I myself am what you call a certified LeBron James hater. I passed the certification test and everything. The sheer glee I felt after that loss in the bubble last season had me 100% hitching myself to that Blazers bandwagon as nothing would bring me more joy than to see the Lakers dismantled.

But then Game 2 happened and the Lakers won by 23 points.

“It's still 1-1 so the Blazers could still bounce back,” I remember thinking, right before the Purple and Gold proceeded to steamroll Portland throughout the rest of the series. The Lakers pulled off a backdoor gentleman's sweep, losing the first game before winning four in a row. Their margin of victory was a whopping 15 points in those four games. The Houston Rockets won Game 1 in the following series and I hoped for the exact same thing, but I clearly never learn my lesson.

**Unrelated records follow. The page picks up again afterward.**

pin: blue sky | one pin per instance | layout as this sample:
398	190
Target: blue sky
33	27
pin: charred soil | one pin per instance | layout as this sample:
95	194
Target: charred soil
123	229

My disdain for LeBron James has been ingrained in me since the mid-aughts. As a true Washington Wizards fan (sad, I know), I watched my team get eliminated by a young LeBron James for three straight playoff series as my beloved Gilbert Arenas just wasn't good enough to get past The King in Cleveland.

Ever since then, I've stayed heavily invested in LeBron James' career, but hoping for things to turn out badly rather than to witness greatness. I shorted his career like GameStop, if you will. I wished nothing but ill of him, especially when he spurned his hometown Cavaliers to move to the Miami Heat. Despite an early stumble, he finally won his ring and then proceeded to make the NBA Finals in eight straight postseason runs.

I came to learn that the only way to stop LeBron James is to have an all-time great team bury him through sheer talent. That's what it took for the Golden State Warriors to stop him, just as the San Antonio Spurs had done the years before them.

As terrific as the Phoenix Suns have been this season, they're no all-time great team. I don't mean to be dismissive of the Suns and what they've accomplished. On the contrary, I absolutely love Chris Paul, and Devin Booker has such great heights to reach in this game with his prime still ahead of him. But if I've learned anything from a decade and a half of cheering opposite LeBron James, it's that betting against him usually doesn't work out.

Lakers-Suns Game 2 is on Tuesday night.